Therefore, this study aimed to explore perioperative features, including monitoring and management variables in the PACU, associated with delayed extubation after general anesthesia and to develop prediction models for delayed extubation using machine learning algorithms. It is hypothesized that machine learning models incorporating PACU monitoring and management variables can be developed to predict delayed extubation, enabling early assessment and prevention of this adverse event following general anesthesia.

Delayed extubation after general anesthesia is a common postoperative complication associated with increased adverse events, such as prolonged hospital stays, higher intensive care needs, and elevated mortality rates. Identifying patients with high risk and optimizing recovery care is crucial. Current risk assessments often rely on subjective judgment or simplistic tools, which may overlook the complex patient profiles and intraoperative dynamics. Machine learning, with its robust data mining and predictive capabilities, offers real-time evaluation and intervention potential. However, research specifically addressing delayed extubation remains limited, with most studies relying on traditional single-algorithm models.

Aims

The aims of this study were to identify the risk factors for delayed extubation after general anesthesia in the sample and to construct a risk prediction model for delayed extubation in this population.

Methods

Machine Learning Model Selection

The data extracted from electronic medical records in this retrospective cohort study can be used to substantially predict the risk of delayed extubation after general anesthesia. In line with our research objectives, we selected 6 predictive modeling methods for analysis: random forest (RF), XGBoost, k-nearest neighbor (KNN), decision tree, light gradient boosting machine (LightGBM), and artificial neural networks.

Data Collection

Patient consent was waived due to the retrospective nature of the study. Patients transferred to the PACU after general anesthesia at Shenshan Medical Center in Shanwei, China, from September 2023 to May 2024 were retrospectively enrolled.

Variables

Demographic information included sex, age, American Society of Anesthesiologists (ASA) classification, BMI, smoke history, and comorbidities (including cerebral infarction and COPD).

Preoperative examinations included red blood cell distribution width; alanine and aspartate aminotransferase levels; serum sodium concentration, serum concentrations of sodium, potassium, calcium, hemoglobin, and creatinine; and chest x-ray findings. Preoperative examinations were performed within 7 days preoperatively, and the latest result was included in case the same test was conducted multiple times.
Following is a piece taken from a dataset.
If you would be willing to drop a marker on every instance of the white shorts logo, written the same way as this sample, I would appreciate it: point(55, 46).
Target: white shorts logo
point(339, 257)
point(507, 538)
Surgery-related parameters included intraoperative infusion volume, intraoperative blood loss, duration of surgery, case condition (usual, urgent, difficult, and critical), site, and level of surgery. Intraoperative infusions were determined by the anesthesiologist based on the patient’s intraoperative vital signs, urine output, or hemodynamic monitoring.

PACU monitoring and management indicators included tympanic temperature following PACU admission, time to extubation in PACU, and the sufentanil administered before extubation in the PACU. The supplemental dose of sufentanil was administered at 0.1 µg/kg per dose, with adjustments made based on the patient’s specific resuscitation process and the severity of postoperative pain.

Study Population and Data Extraction

Eligibility Criteria

The inclusion criteria were patients who underwent tracheal intubation under general anesthesia and were transferred to the PACU postoperatively. The exclusion criteria were as follows: (1) extubation before admission to the anesthesia recovery room, (2) preoperative coma, (3) presence of severe mental illness or psychiatric disorders, and (4) missing data exceeding 30% of the required information. Patients’ demographic information, comorbidities, preoperative examinations, surgery-related parameters, and PACU monitoring and management indicators were retrieved from the institutional database.

Anesthesia Method

No premedication was used for any patients. Induction was administered by intravenous injection of sufentanil (0.3‐0.5 μg/kg), propofol (1.5‐2.5 mg/kg), and rocuronium (0.6 mg/kg). Alternatively, mivacurium (0.07‐0.25 mg/kg) or cisatracurium (0.2 mg/kg) was used for muscle relaxation. After achieving the appropriate anesthesia depth and muscle relaxation, intubation was performed for mechanical ventilation (Tidal Volume 6‐8 ml/kg, Respiratory Rate 10‐12 breaths/min). Intraoperative parameters were managed, and patients were transferred to the PACU within 5 minutes after surgery.

Data Analysis

Statistical analyses were performed using Python (version 3.12.4; Python Software Foundation). Variables with ≥30% missing data were excluded from the analysis, while those with <30% missing data were imputed using the KNN classification algorithm. Continuous variables were assessed for normality and compared using the independent 2-tailed t test or the Mann-Whitney U test, as appropriate. Categorical variables were compared using the chi-square test or the Fisher exact test, depending on expected cell counts. All statistical tests were 2-sided, and a P value <.05 was considered statistically significant.

Feature selection was conducted on the training set using the least absolute shrinkage and selection operator (LASSO) to identify the most predictive variables. During the evaluation phase, a threshold optimization strategy was applied to determine clinically meaningful cut-off points. Specifically, thresholds were selected under dual constraints, requiring both sensitivity and specificity to be ≥0.60, to ensure that the model achieved a balance between correctly identifying positive cases and minimizing false positives. When no threshold met these dual criteria, the Youden index was used as an alternative to identify the optimal threshold. This approach ensured that the final model outputs had practical applicability for clinical risk stratification.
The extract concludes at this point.